🤖 AI Summary
This study systematically investigates the impact of natural versus synthetic data on syntactic generalization in large language models, focusing on the passive alternation phenomenon in French and Italian. Leveraging the Blackbird linguistic matrix framework, the authors fine-tune and evaluate models using real-world corpora from Universal Dependencies alongside synthetically generated data derived from structured templates. Results demonstrate that models trained exclusively on synthetic data achieve high performance on in-distribution evaluations but fail to generalize effectively to natural language contexts. In contrast, models trained on natural data exhibit robust and significantly superior performance across both synthetic and natural test sets.
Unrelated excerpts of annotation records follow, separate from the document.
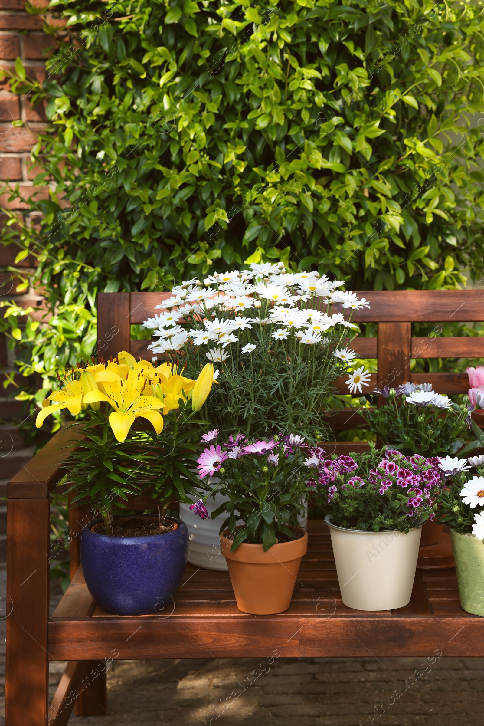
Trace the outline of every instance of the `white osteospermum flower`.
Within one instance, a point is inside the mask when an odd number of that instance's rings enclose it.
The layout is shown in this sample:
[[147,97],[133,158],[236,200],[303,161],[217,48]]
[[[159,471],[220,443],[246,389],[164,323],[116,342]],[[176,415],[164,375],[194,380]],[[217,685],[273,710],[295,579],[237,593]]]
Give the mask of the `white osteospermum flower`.
[[462,501],[471,509],[484,506],[484,476],[473,476],[460,492]]
[[251,322],[253,322],[252,318],[237,316],[232,320],[233,330],[245,330],[246,328],[248,328],[250,330],[252,330],[252,325],[250,325]]
[[222,363],[223,361],[226,361],[229,358],[229,354],[224,353],[221,348],[214,348],[213,350],[209,351],[208,353],[205,353],[207,358],[212,363]]
[[369,386],[370,382],[370,374],[367,370],[365,370],[364,367],[361,366],[361,368],[357,368],[356,370],[353,370],[353,373],[350,373],[350,377],[346,381],[346,385],[350,388],[352,393],[362,393],[363,389],[362,386]]
[[450,408],[452,405],[452,401],[447,396],[441,396],[440,393],[435,393],[432,402],[437,408]]
[[454,476],[459,471],[467,471],[470,469],[467,465],[467,459],[459,459],[458,457],[452,458],[451,456],[438,457],[438,468],[446,476]]
[[472,534],[477,539],[484,539],[484,512],[474,515],[475,524],[472,525]]
[[436,395],[433,391],[414,391],[407,396],[406,402],[414,406],[429,406],[434,402]]
[[467,461],[471,466],[481,466],[484,464],[484,454],[480,454],[479,456],[469,456]]
[[321,343],[322,338],[319,333],[314,330],[305,330],[297,333],[296,335],[304,346],[314,346],[316,343]]
[[339,358],[343,363],[350,363],[356,357],[356,354],[349,348],[343,348],[341,351],[335,351],[333,355],[335,358]]

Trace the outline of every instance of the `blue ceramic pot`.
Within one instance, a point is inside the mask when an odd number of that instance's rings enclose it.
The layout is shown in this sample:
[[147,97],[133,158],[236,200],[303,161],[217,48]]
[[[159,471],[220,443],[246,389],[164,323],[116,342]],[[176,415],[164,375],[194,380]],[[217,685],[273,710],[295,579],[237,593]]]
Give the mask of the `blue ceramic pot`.
[[[158,519],[157,515],[124,515]],[[81,535],[81,562],[89,592],[98,605],[114,615],[169,615],[188,554],[188,530],[181,519],[167,517],[178,528],[164,534],[115,537],[91,527]]]

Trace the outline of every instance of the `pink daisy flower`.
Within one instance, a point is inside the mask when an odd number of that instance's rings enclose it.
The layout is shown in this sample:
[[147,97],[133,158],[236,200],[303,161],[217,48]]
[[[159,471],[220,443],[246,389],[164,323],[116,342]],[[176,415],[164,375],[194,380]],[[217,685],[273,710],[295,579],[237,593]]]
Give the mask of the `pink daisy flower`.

This work provides the first cross-lingual evidence that natural data are indispensable for acquiring abstract grammatical regularities, particularly in the domain of passive voice constructions.
📝 Abstract
This study compares the impact of natural and synthetic data on training and evaluating large language models (LLMs), using the case of passive verb alternation in French and Italian. We use Blackbird Language Matrices (BLMs), structured datasets designed to probe linguistic knowledge of underlying patterns across sentence sets. We compare structured templates instantiated with natural sentences extracted from Universal Dependencies to structured templates of synthetic sentences. Experiments show that while models achieve ceiling performance when trained and tested on synthetic datasets, they do not reliably generalize to natural sentences. In contrast, models trained on natural data exhibit robust performance across both natural and synthetic test suites, demonstrating their superior ability to capture abstract linguistic patterns. These results corroborate the value of natural data and of structured set ups in linguistic evaluation for probing LLMs' syntactic and semantic knowledge.